(By Jeffery A Miller) I did not set out to write a trilogy about Europe, but the market is telling us that nothing else matters right now.
My long-standing position is that Europe is engaged in a normal democratic political process with a very large number of contending parties. In such matters it is difficult to predict the exact outcome beyond saying that no one will be completely happy.
My approach is pretty modest in terms of forecasts. I do not know what the exact outcome will be. My current guess includes the following:
- The eventual outcome will include a bit less austerity because of recent election results;
- European leaders will manage to avoid the very worst outcomes; and
- The nature of the political process leads to eleventh-hour solutions, permitting everyone to fear the worst as long as possible.
Nearly everyone else, regardless of credentials, claims a better crystal ball than mine. There is actually a wide range of possible outcomes worthy of review.

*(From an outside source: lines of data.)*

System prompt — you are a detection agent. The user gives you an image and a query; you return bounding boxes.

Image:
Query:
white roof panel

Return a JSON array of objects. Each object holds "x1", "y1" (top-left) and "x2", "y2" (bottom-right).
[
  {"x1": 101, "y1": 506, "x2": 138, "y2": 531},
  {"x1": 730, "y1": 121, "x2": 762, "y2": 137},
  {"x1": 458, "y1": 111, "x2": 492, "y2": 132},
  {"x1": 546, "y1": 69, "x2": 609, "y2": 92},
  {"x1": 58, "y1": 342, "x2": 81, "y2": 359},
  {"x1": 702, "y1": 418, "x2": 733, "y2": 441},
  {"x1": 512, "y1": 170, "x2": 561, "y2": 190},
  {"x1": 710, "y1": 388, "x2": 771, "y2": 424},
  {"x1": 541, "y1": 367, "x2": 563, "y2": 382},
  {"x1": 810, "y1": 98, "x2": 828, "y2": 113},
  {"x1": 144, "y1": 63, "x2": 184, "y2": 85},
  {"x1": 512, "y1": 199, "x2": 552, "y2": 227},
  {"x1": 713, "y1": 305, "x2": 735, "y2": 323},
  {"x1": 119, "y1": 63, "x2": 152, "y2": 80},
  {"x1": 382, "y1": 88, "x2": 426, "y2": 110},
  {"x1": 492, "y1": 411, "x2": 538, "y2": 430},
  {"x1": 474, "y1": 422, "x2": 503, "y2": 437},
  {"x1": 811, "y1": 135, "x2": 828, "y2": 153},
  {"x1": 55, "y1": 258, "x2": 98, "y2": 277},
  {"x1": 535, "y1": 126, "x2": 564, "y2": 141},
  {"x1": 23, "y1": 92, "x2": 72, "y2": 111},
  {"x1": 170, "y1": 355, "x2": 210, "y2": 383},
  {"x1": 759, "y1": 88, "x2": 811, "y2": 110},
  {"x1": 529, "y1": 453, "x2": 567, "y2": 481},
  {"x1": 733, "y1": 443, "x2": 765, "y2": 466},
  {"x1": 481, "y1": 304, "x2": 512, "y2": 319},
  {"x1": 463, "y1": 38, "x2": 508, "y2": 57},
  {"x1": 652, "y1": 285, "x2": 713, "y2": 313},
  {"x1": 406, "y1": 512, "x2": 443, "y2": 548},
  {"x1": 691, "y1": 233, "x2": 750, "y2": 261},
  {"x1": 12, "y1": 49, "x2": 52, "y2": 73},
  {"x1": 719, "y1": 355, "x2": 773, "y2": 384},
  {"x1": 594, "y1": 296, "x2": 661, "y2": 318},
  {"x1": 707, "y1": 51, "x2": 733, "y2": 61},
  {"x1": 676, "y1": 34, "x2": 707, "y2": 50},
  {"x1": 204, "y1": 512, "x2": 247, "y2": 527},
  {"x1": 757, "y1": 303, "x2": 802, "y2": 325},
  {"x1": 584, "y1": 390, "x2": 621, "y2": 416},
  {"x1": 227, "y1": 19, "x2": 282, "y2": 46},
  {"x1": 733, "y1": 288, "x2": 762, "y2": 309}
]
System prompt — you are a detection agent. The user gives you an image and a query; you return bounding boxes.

Possible Endgame for Europe
Let me rank these from worst to best.
- Doomsday! This is the story getting the buzz. There will be a bank run in Greece based upon fear of leaving the EuroZone. This will rapidly spread to other countries. Advocates of this concept point to the sequential attack on banks in 2008 to prove their point.
Nearly every media source has now highlighted this graphic possibility, so it is already familiar to everyone. CNBC now promises to show lines at Greek ATM machines, in the same way they helpfully showed us oil spilling into the Gulf during the time of the BP oil spill.
- The slow-moving train wreck. This is the analysis from Nouriel Roubini.
"...there are only four ways to achieve such real depreciation:
- First, a sharp weakening of the euro. But this is unlikely as Germany is strong, the U.S. economy is weak and running twin deficits and the ECB is not aggressively easing monetary policy;
- Second, a rapid reduction in unit labor costs through structural reforms that increase productivity growth in excess of wages.